All inputs from state.md are assumed to satisfy the validation rules in polylith-migrate-discover (### Validation rules). Validate before proceeding.

Steps

1. Identify Duplication Candidates

  • Use directory_tree and grep to scan for overlapping logic between components.
  • Classify candidates by type:
    • Identical: Code that is exactly the same.
    • Similar: Code that serves the same purpose but with minor differences.
    • Coincidental: Code that looks similar but serves unrelated purposes.

2. Present Candidates to the User

  • Provide a list of duplication candidates, including:
    • Component names.
    • File paths.
    • Type of duplication (identical, similar, coincidental).
    • Risk assessment (low, medium, high).
  • Ask the user to approve or reject each candidate for deduplication.

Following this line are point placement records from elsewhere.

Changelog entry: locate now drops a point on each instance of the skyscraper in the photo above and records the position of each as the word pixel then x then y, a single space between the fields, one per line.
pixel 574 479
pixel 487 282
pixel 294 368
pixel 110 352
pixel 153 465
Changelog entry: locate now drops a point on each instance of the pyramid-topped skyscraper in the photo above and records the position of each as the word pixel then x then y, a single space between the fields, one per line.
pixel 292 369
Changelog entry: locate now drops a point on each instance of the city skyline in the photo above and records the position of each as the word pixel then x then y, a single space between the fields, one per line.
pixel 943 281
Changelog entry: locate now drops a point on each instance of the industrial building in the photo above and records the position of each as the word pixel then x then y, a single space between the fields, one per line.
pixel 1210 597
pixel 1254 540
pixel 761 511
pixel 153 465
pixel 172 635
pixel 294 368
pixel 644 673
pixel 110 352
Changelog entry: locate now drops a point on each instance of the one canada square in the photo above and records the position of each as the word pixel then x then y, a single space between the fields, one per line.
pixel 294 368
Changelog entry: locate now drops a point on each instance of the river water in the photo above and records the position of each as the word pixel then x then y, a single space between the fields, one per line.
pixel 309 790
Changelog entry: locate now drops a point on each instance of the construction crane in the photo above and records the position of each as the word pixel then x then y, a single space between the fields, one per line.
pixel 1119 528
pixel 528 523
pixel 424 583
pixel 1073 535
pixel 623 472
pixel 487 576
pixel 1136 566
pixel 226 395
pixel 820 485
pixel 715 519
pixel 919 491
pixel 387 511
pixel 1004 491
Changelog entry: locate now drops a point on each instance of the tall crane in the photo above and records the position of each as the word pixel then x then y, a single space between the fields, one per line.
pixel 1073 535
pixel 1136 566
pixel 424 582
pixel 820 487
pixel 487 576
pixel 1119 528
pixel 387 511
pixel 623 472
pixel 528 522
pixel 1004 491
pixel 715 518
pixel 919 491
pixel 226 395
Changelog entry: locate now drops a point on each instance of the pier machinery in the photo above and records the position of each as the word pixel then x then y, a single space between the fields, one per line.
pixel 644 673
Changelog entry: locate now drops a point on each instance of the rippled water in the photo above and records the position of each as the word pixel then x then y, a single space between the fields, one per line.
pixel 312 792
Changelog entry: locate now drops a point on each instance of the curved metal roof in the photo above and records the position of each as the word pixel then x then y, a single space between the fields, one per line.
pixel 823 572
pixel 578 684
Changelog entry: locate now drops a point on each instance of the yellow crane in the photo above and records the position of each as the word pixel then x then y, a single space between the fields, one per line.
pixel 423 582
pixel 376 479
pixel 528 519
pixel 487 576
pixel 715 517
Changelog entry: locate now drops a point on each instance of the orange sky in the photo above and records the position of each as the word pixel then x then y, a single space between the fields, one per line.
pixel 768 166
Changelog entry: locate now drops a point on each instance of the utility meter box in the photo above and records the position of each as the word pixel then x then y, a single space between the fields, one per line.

3. Execute Deduplication for Approved Candidates

  • For each approved candidate:
    • Identical Code: Extract the shared logic into a new component and update imports.
    • Similar Code: Refactor to use shared logic or parameterize differences.
    • Coincidental Code: Leave as-is.
  • Update pyproject.toml to include any new components.
  • Run POLY_CMD_PREFIX sync to synchronize the workspace.

4. Verify Changes

  • Run RUN_TEST_CMD to ensure no regressions.
  • Run RUN_LINT_CMD and RUN_TYPECHECK_CMD if set.
  • Run POLY_CMD_PREFIX check to validate the workspace structure.

Verify

  • All tests pass (RUN_TEST_CMD).
  • Linting and type-checking pass (if set).
  • The workspace structure is valid (POLY_CMD_PREFIX check).

Common failure modes

Symptom Likely cause Remediation
Two pieces of code look identical but operate on different domains (e.g., both are validate(...) but one is for users, the other for transactions) Coincidental similarity, not real duplication. Classify as "coincidental"; leave both in place. Resist the urge to share.
The candidate shared component would pull in framework-specific dependencies (e.g., a "logging" shared brick that needs both confluent_kafka_helpers and httpx) Wrong shared abstraction — you're sharing the union of two project surfaces. Revert and parameterize instead: keep the shared core minimal and pass project-specific values as arguments. See the "Pattern: Parameterize the shared component" guidance in polylith-migrate-split-big-component.
Tests break after deduplication because mock.patch("<old.path>") no longer hits anything Patch strings reference the pre-dedup module path. Update patch strings to the new shared module path. Validate by deliberately breaking the patched function and confirming the test fails.

Done When

  • Duplication candidates are identified and presented to the user.
  • User-approved candidates are deduplicated.
  • All tests and checks pass.
  • The workspace structure is valid.

Commit

After verification passes, commit this phase to the migration branch:

git add -A && git commit -m "migrate(<PROJECT>): phase optional — dedupe"

Substitute <PROJECT> from state.md. This is an optional skill off the numbered main line, so the commit uses the literal phase optional label (no <N>). Do not proceed without a clean commit — the per-phase commit is the rollback point for the next phase's failure-mode tables.